Because the United States, alone among the industrialized nations, has continued to base its health care on an employer provider model. Because health care in America is a profit driven enterprise structured to favor the bottom lines of insurance companies, health care providers and insurance firms alike are severely impacted by fluctuations in the economy. In the present recession the health care system is in increasingly deep trouble.

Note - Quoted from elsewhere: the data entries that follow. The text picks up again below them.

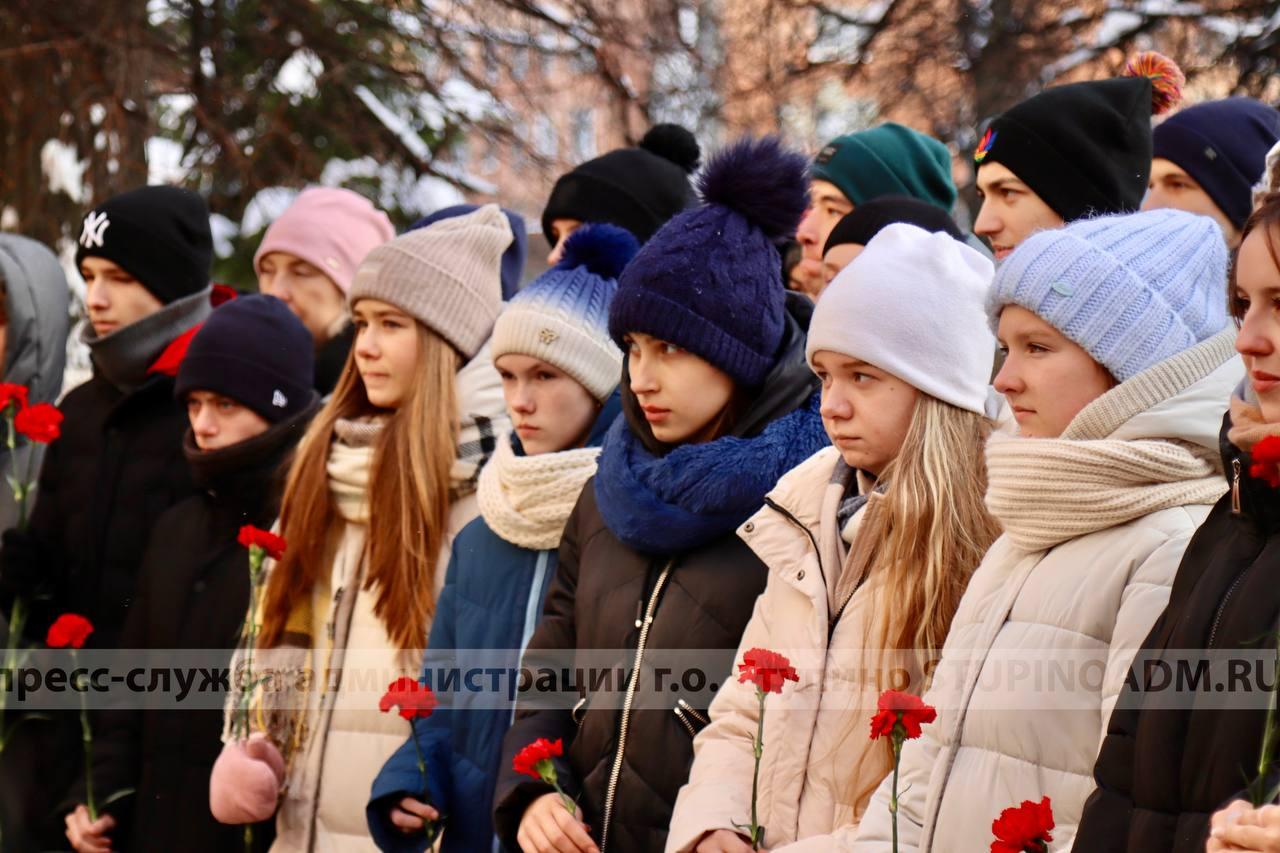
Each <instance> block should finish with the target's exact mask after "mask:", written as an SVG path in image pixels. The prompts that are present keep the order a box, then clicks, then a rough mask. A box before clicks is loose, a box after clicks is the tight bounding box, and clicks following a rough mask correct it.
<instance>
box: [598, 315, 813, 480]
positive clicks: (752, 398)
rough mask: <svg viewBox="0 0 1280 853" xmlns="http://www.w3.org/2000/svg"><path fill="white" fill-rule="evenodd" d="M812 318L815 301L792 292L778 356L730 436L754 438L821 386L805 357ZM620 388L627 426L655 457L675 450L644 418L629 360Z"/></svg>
mask: <svg viewBox="0 0 1280 853" xmlns="http://www.w3.org/2000/svg"><path fill="white" fill-rule="evenodd" d="M810 319H813V302H812V301H810V300H809V298H808V297H805V296H801V295H800V293H794V292H788V293H787V298H786V314H783V329H782V342H781V343H780V345H778V357H777V360H776V361H774V364H773V368H772V369H771V370H769V373H768V374H765V377H764V382H763V383H762V384H760V388H759V391H756V392H755V394H754V397H753V398H751V402H750V405H749V406H748V407H746V410H745V411H744V412H742V414H741V415H739V418H737V420H736V421H735V423H733V428H732V429H731V430H730V433H728V434H730V435H735V437H737V438H751V437H754V435H758V434H760V432H762V430H763V429H764V428H765V427H768V425H769V424H771V423H772V421H774V420H777V419H778V418H781V416H782V415H786V414H787V412H791V411H795V410H796V409H799V407H800V406H803V405H805V402H806V401H808V400H809V398H810V397H812V396H813V394H814V392H815V391H818V389H819V384H818V378H817V377H815V375H814V374H813V370H810V369H809V362H808V361H806V360H805V356H804V346H805V334H806V332H808V329H809V320H810ZM618 391H620V393H621V397H622V414H623V415H626V419H627V427H630V428H631V432H632V434H635V435H636V438H639V439H640V443H641V444H644V447H645V450H648V451H649V452H650V453H654V455H655V456H662V455H666V453H668V452H671V450H672V446H671V444H667V443H664V442H660V441H658V439H657V438H655V437H654V434H653V430H652V429H650V428H649V421H646V420H645V419H644V412H643V411H641V409H640V402H639V401H637V400H636V396H635V394H634V393H632V392H631V374H630V373H628V371H627V362H626V359H623V360H622V382H621V383H620V384H618Z"/></svg>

Because most Americans get their health care insurance coverage through their employers, when an economic downturn like the present one results in ever higher unemployment, many people lose both their jobs and their health coverage. If a person is not covered, or can only buy subsistence coverage, then he or she either must seek out free care (such as free clinics) or do without. Because high unemployment also means reduced tax revenue, state and local entities that are designed to help with health care costs must slash their budgets and deny care to more and more people. Programs such as COBRA, which allow people to continue their health insurance when they lose their jobs if they can pay the entire premium, only help a very few, since insurance is expensive and the incomes of the newly unemployed have plummeted.

Health care providers are feeling the impact. Many doctors are reporting a substantial increase in the numbers of people who can't pay their bills or their co-pays. For profit hospitals are seeing revenue declines as people of limited means put off elective surgeries or inpatient services. A 2009 survey by the American Hospital Association, discovered that 90% of community hospitals had scaled back staff or services, as well as capital improvements or technology upgrades due to decreased revenues. Medical practices are reacting much the same way, although some have responded to reduced patient traffic by keeping longer office hours instead of cutting back. The survey also discovered that many doctors are seeking opportunities for extra income such as on-call pay, or employment at the hospital. And of course, at the other end of the scale, subsidized services and low-cost services are being swamped with new patients.

For the insurance firms, the recession has not impacted their profitability in any great sense, although if the situation continues to degenerate, that might change. They have recourse to several modes of operation that can protect their bottom line, such as increasing rates, denying claims in greater numbers, or refusing to cover the more marginal customers (in terms of health risk) that can end up costing them. It's hard to see how this course of action can be sustained indefinitely, but then again, it's hard to see how the recession can continue as well.